55 – 61 % of the interviewed people reported various manifestations of mild psychiatric disorders (from the anxiety-depressive spectrum). This data shows that the youngsters are in aware of their mental problems, and 48 % of them require psychosocial support to achieve their goals, but only 19 % of the respondens turns to psichologysts or psychiatrists.

48% of both male and female respondents would require psychological and psychosocial help, so there was no gender difference in this matter.

High percentage of respondens (55%) live with their parents/family members. The reason behind this could be not sufficient finance background. The goal for more than 84 % of the respondents is to get a job and realize better financial conditions. However, pursuit of financial independency does not mean efforts for independent living in all cases, due to cultural reasons. It is also highlighted in the survey that family means not only financial but emotional security for these youngsters at age group 15-29. According to the results, youngsters are highly interested in their family members (87 %) and prefer turning to them with problems (72 %).

Interests, sources of information, social contacts, trust

The highest proportion of respondents confirm that they focuse on their family members and relatives, as mentioned above. Work is the second in the rank (83 %), followed by friends (76 %)

The main source of information for this generation is social media (85%) where young people get and share information. This is a world without barriers and a possibility for people to form an image about themselves, which can be far and different from their reality. On the second place (77 %) there are friends and aquintances – probably from the same age group – whose opinion is decisive followed by family members and close relatives (74 %). While family is on the third place as source of information, young people trust their family members (77%) and friends (59%) much more than internet forums (23,5 %).

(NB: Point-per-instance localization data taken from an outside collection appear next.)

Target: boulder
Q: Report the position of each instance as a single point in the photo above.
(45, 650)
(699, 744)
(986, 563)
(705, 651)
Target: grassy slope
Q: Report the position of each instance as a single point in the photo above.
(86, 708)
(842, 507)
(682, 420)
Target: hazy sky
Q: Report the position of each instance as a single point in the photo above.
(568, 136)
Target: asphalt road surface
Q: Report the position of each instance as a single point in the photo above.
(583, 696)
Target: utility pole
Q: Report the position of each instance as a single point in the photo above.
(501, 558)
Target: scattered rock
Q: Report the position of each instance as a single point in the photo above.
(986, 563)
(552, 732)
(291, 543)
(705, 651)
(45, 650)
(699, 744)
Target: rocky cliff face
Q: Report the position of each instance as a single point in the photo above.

Future vision, expectations and values

Almost 60 % of the respondents imagine life after 5 years as work-based and 33 % associate it with learning. Only 3 % think that they will study in 5 years. The high perception of work commitment indicates social problems however, deficiencies of the education system together with failures in the past may be behind refusal to continue education.

Most of the youngsters accept the evaluation by others (72 %) and, even more – 82 % of the respondents are aware of the importance of getting rid of bad influence by other people.

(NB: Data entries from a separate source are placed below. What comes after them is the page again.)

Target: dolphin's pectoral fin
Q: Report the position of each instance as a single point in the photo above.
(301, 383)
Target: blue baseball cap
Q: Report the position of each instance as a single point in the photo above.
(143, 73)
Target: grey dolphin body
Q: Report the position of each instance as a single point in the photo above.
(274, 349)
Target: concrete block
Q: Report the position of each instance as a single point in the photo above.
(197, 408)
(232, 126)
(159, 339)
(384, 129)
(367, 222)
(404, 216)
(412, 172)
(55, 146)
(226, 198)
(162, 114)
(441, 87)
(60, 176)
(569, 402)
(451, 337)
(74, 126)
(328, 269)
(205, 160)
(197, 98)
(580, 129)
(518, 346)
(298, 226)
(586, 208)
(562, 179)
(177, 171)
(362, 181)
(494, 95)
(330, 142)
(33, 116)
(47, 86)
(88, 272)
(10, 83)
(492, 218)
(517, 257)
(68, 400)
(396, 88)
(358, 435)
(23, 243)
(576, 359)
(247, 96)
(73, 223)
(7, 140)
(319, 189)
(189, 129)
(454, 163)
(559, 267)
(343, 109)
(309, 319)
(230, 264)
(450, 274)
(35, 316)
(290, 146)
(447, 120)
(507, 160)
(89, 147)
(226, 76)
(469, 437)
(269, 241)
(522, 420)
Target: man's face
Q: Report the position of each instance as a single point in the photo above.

Youngsters are committed to working and achieving financial sustainability (83 %) and these are the first in the ranking of the values. Family and human relations are also important values for the respondents and, 57 % would like to expand their human relations.

Life satisfaction

The quarter of the respondents are satisfied with their health status, and almost the half of them – 49 % were somewhat satisfied.

In terms of life satisfaction in the last month, the respondents most often – 49% choose the answer “somewhat satisfied” followed by the “I am not satistied” – 38 % and only 13 % is satisfied with it. It highly corresponds to the previously given answer that 8 % of the youngsters do not need any personal change and 7 % would not change their lives at all.


The majpority of the group consists of female respondents, mainly of Hungarian ethnicity with working expoerience 1-5 years where more than half of itr lives with their family.

They are uncertain, insecure, having mental problems and almost 50 % of them are aware of it. They expect support mainly from outside, but are also motivated to change their lives and improve their skills. Their main goal is to get a job, but 1/3 of the reaspondents is ready to study at the same time.